In a few hours I’ll be hopping in a car bound for warmer climes, so here are some loose ends worth tidying up before a special road-trip-day post I’ve got scheduled for tomorrow…
OK, it definitely feels like spring now, as the annual media ritual is in full swing:
- John Lott, Rosie DiManno, Ken Fidlin, Gregor Chisholm, and Neil Davidson have the goods on R.A. Dickey.
- John Lott and Ken Fidlin look at the Jays’ Caribbean flavour.
- Gregor Chisholm, Ken Fidlin, John Lott, Jeff Blair and Mark Zwolinski write about Emilio Bonifacio, Maicer Izturis and the battle for second base.
- Shi Davidi has something about Melky Cabrera, while Steve Buffery offers some red meat on the subject for Toronto Sun readers.
- John Lott and Ken Fidlin tell us about Jose Reyes and Jeffrey Loria.
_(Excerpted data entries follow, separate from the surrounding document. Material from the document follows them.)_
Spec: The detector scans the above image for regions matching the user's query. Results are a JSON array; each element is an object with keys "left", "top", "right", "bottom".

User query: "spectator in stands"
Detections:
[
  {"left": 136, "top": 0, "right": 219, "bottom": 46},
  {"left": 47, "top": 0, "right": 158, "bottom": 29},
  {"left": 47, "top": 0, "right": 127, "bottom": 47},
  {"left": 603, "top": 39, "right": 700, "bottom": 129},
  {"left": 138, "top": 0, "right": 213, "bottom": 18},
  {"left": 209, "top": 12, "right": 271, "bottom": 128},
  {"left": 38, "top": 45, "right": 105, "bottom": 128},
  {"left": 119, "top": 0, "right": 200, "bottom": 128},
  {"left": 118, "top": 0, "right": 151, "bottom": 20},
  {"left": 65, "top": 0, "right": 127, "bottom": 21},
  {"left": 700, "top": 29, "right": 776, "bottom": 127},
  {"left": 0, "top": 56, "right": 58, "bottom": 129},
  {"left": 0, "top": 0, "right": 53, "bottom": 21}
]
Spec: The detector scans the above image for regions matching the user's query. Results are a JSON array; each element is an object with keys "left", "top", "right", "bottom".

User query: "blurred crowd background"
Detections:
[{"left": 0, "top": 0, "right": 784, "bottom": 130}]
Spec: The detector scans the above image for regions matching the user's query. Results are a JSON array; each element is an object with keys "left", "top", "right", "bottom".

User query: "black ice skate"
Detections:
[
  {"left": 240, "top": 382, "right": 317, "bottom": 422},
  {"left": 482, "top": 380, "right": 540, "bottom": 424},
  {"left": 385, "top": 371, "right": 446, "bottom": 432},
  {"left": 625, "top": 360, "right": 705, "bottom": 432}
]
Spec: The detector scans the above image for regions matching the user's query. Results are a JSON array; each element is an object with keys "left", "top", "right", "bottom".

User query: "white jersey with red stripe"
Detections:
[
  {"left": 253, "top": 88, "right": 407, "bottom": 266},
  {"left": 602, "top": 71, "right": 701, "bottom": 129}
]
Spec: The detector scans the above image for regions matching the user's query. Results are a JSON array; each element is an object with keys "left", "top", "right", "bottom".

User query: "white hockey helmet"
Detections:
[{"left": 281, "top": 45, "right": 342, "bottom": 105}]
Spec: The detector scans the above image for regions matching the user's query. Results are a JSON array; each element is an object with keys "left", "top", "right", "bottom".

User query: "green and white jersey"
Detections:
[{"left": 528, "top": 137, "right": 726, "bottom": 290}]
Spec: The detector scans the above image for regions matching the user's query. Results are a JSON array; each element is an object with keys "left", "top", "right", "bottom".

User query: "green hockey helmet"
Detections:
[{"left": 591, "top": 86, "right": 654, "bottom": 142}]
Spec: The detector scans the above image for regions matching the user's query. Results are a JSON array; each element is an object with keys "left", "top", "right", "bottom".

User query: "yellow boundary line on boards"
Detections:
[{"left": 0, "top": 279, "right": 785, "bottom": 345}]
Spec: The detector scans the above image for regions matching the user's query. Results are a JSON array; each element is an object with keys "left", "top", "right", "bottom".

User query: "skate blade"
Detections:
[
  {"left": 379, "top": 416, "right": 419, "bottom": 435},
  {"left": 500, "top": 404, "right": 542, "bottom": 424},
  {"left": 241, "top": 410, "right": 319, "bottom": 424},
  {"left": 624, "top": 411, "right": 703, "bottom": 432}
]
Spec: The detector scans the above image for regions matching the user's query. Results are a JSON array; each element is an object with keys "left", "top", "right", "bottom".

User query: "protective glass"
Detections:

- Jeff Blair and Rosie DiManno look at Jose Bautista, expectations, and clubhouse stuff.
- Shi Davidi is in that area too, minus Jose.
- Ken Fidlin, Gregor Chisholm (twice), Mark Zwolinski and John Lott listen as Adam Lind throws John Farrell under the bus.
- Lott’s Lind piece also touches on Colby Rasmus, who is also the subject of a Neil Davidson post.
- And all of those Lind and Rasmus pieces have a a common thread in new hitting coach Chad Mottola, who also is written about by Shi Davidi and Gregor Chisholm.
- A CP article via the Globe tells of the injury to David Cooper that will keep him out of Spring Training, while Gregor Chisholm tells it in a notebook post that also has more spring enthusiasm, and a response from Alex Anthopoulos to Adam Lind’s comments about last year’s coaching staff.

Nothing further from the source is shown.